What we do
In my lab we not only do experiments and collect data but we also use mathematics and computational biology to figure out how best to maintain biodiversity. Central questions include how species will respond to climate change, why species go extinct, and how invasive species spread. A more technical description of my research: My research interest is spatio-temporal population dynamics, which I study by developing mathematical models and connecting these models to data. I'm particularly interested in how processes such as competition, predation, and spatial spread are affected by spatial and temporal variation in the environment and by randomness intrinsic to individuals. Heterogeneity and stochasticity (a fancy word for randomness) are the technical keywords. I work with stochastic models and I use likelihood and Bayesian statistical approaches to fit these to experimental data.
Species range limits and climate change
For every species, there are limits to where it is found. Understanding
what sets range limits and their variability is vital for understanding
and forecasting how species will respond to climate change. For example,
how fast can species' ranges adjust to a changing climate and to
increased variability in climate? I have started a new
NSF funded project (5 yr $800,000) with my
Alan Hastings (UC Davis) to
examine stochasticity in range limits. We are using the
Tribolium model system.
Habitat fragmentation and extinction
Habitat loss and fragmentation continue at an accelerating rate and account for most biodiversity loss so it is more crucial than ever to understand them as drivers of extinction. Fortunately, some visionary ecologists at CSIRO Australia (Chris Margules, Mike Austin, Nick Nichols) set up a large scale fragmentation experiment back in 1985. Now almost 25 years later, it's the longest running experiment in temperate forest. It's value to ecology today? Absolutely priceless. My colleague Kendi Davies (EBIO) and I have an NSF funded project (3 yr $400,000) to examine population dynamics and extinction of forest beetles. ... more.
Spread of invading species
Invasive species are a major economic, environmental and health concern. For the past five years my colleague Alan Hastings (UC Davis) and I have been using the Tribolium model system to investigate the role of stochasticity in the spatial spread of populations. See papers in Nature and Science from this work. This project was funded by NSF and our new work on range limits extends this work. Many undergraduate students worked with us on this project and most went on to graduate school. ... more.

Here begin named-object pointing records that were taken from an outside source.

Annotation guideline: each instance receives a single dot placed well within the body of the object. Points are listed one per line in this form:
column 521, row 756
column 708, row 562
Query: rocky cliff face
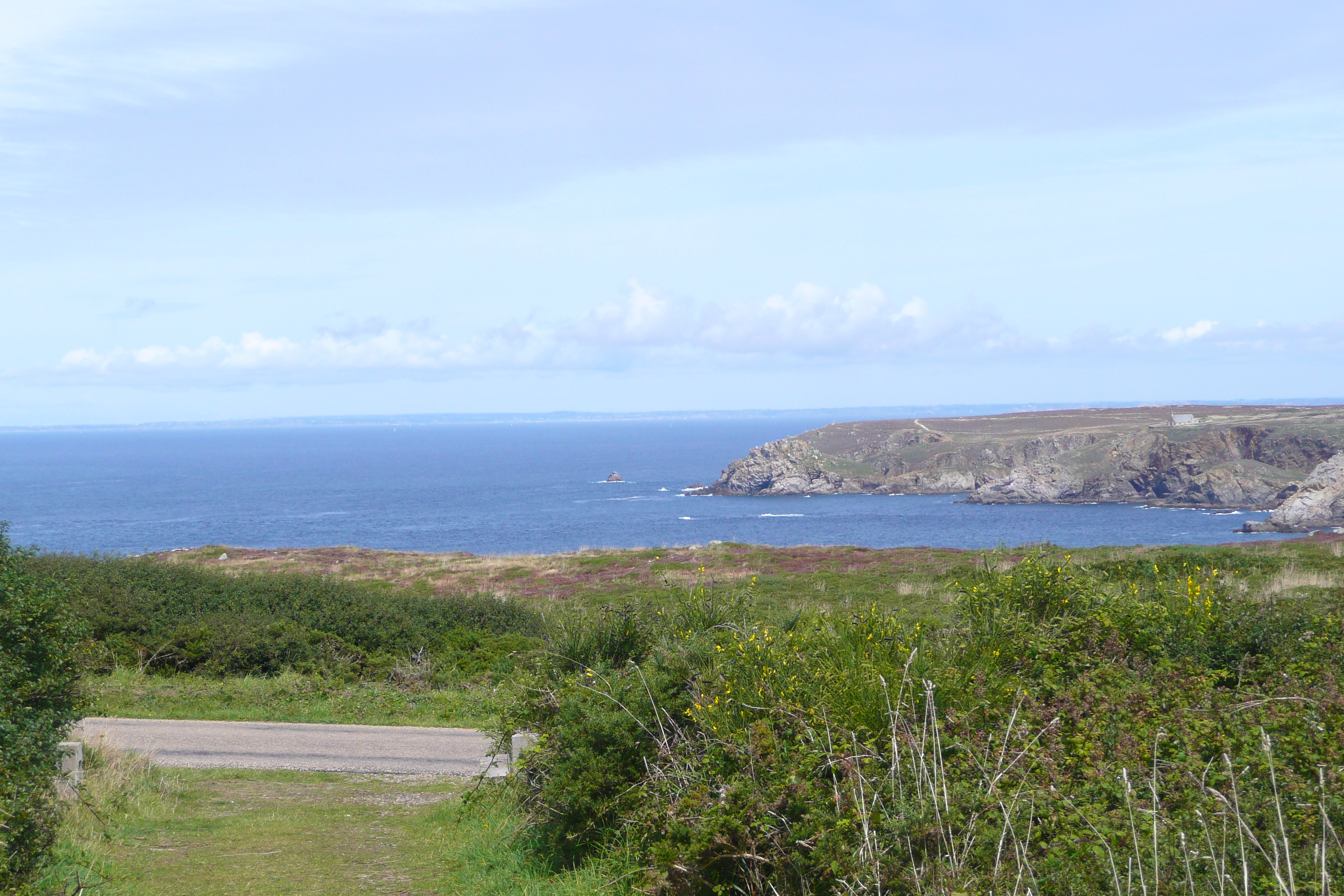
column 1253, row 458
column 1318, row 503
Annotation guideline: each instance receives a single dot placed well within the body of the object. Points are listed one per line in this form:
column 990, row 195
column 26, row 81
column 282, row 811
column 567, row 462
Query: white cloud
column 66, row 56
column 809, row 326
column 1190, row 333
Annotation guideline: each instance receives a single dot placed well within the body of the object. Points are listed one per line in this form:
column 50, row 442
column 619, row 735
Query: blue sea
column 492, row 488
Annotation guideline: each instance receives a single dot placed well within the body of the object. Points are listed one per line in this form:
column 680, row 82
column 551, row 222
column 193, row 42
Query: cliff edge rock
column 1194, row 456
column 1318, row 503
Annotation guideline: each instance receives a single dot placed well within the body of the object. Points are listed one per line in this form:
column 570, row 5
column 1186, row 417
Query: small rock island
column 1283, row 458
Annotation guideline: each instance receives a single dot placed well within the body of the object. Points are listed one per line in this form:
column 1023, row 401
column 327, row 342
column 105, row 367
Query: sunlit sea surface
column 492, row 488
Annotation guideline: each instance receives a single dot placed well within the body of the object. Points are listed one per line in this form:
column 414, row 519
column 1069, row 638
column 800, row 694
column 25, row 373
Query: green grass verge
column 288, row 697
column 143, row 831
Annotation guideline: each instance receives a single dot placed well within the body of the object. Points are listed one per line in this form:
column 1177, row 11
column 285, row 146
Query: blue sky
column 234, row 209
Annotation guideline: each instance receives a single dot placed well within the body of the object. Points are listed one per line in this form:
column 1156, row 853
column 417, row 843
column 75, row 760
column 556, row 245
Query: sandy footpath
column 296, row 747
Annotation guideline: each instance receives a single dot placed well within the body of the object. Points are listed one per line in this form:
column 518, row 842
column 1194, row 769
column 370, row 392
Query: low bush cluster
column 38, row 703
column 151, row 616
column 1123, row 730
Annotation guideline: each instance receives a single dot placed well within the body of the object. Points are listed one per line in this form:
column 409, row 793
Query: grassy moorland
column 143, row 831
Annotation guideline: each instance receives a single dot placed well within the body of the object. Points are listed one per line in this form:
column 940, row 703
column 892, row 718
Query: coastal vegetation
column 38, row 702
column 737, row 718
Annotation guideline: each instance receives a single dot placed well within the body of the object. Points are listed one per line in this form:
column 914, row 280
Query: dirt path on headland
column 296, row 747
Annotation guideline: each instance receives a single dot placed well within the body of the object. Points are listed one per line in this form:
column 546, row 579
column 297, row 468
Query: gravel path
column 296, row 747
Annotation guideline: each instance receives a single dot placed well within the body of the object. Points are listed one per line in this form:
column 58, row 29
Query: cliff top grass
column 803, row 575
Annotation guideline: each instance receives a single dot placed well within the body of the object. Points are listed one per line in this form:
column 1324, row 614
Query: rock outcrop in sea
column 1319, row 503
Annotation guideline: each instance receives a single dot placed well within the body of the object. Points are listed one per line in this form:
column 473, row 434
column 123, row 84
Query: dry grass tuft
column 1293, row 578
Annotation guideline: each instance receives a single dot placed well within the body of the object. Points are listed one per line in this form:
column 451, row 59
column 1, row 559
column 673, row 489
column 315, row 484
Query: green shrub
column 151, row 616
column 38, row 703
column 1068, row 731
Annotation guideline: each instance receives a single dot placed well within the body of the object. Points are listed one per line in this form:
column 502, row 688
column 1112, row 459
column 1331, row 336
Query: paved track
column 298, row 747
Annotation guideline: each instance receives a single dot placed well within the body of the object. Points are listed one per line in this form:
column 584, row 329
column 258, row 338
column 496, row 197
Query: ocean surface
column 492, row 488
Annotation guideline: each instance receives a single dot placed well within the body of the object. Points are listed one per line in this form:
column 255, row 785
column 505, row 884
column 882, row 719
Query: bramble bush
column 159, row 617
column 38, row 703
column 1121, row 730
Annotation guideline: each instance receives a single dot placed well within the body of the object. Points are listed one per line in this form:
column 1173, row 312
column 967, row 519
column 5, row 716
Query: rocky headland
column 1193, row 456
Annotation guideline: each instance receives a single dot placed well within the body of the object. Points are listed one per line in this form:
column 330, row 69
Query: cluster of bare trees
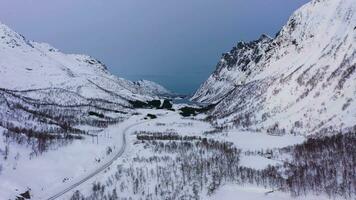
column 323, row 165
column 179, row 167
column 39, row 124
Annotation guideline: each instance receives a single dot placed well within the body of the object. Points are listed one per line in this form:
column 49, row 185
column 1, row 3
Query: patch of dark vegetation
column 193, row 111
column 164, row 136
column 23, row 196
column 323, row 165
column 100, row 115
column 152, row 104
column 167, row 104
column 151, row 116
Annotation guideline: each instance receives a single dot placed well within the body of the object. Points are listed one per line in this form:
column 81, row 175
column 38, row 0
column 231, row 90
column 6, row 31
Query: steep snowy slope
column 30, row 65
column 153, row 88
column 44, row 92
column 302, row 81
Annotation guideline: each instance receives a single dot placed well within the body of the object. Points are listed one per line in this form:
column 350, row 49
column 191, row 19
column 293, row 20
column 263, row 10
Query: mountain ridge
column 302, row 81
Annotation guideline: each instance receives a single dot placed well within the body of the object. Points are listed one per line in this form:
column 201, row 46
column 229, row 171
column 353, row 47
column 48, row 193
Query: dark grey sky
column 174, row 42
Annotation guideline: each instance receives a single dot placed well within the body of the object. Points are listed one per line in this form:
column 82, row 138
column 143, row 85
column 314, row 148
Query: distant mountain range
column 301, row 81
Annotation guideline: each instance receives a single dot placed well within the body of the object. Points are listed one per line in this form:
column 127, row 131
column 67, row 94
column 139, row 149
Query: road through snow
column 100, row 169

Scaling up ecological dynamics
A vexing question in ecology is how to predict large scale ecological dynamics from small-scale processes. This is especially important since most of our experimental work in ecology happens in small field plots. Often large-scale outcomes contradict small-scale trends from such field plots. We need to understand why this happens so we can make better predictions in areas as diverse as climate change, extinction, invasion, and biodiversity maintenance. I was fortunate to do my graduate work with Peter Chesson (U. Arizona), who is a leader in this area. We continue to work on this question and in many ways the basic theoretical principles underlie most of what I do.